Researchers of Neuroscience found that focused breathing affects levels of noradrenaline, a natural brain chemical messenger. Noradrenaline gets released into the bloodstream when you are curious, focused, or emotionally aroused. It enhances your attention to detail and improves overall brain health by promoting the growth of new neural connections.
When you’re stressed, you produce too much noradrenaline, making it difficult to focus. When you’re feeling lethargic, you produce too little of it, which also makes it hard to focus. By focusing on regulating your breathing you can optimize your attention level and likewise, by focusing on your attention level, your breathing becomes more synchronized.
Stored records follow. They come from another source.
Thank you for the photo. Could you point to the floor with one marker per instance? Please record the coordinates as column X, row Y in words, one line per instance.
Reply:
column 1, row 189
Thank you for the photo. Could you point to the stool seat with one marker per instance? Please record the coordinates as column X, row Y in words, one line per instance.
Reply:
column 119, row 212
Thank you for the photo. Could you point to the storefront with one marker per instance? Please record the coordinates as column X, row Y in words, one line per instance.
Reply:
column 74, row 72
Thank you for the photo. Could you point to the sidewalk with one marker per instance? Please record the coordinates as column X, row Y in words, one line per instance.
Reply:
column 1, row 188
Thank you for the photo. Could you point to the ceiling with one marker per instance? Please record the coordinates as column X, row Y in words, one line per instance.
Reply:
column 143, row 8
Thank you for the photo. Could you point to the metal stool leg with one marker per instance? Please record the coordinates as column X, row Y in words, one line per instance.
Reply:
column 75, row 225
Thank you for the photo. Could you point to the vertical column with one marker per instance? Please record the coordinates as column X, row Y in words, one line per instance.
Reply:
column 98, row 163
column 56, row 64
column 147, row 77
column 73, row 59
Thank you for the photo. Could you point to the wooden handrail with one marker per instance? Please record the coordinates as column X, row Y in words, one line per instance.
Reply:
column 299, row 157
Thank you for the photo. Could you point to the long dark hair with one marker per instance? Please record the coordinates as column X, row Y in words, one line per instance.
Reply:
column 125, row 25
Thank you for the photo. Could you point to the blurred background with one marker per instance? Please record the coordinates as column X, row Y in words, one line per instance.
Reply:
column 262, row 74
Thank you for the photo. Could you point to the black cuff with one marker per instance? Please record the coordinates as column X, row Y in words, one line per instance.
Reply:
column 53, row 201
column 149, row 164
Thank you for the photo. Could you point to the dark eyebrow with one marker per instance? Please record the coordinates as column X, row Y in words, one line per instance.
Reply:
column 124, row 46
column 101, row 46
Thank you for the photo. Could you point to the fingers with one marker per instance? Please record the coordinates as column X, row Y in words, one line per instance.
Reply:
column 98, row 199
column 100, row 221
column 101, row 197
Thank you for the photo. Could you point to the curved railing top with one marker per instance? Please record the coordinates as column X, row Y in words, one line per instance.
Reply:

Breathing exercises also help to counter the accumulation of minor physical tension associated with stress. 365 breathing exercise means do 3 times a day 6 cycles of breathing a minute for 5 minutes. That means breathe in to the count of 5 then breathe out to the count of 5 for a minute repeat this up to 5 minutes.

Therapists recommend doing breathing exercises regularly during the day. Some studies suggested in addition to providing immediate relief, regular breathing exercises can make you less vulnerable to stress, by permanently modifying brain circuits. In a practice that may seem counterintuitive, however, counselors may encourage some anxious patients to breathe rapidly instead of slowly, as part of an effort to train them to cope with their anxieties.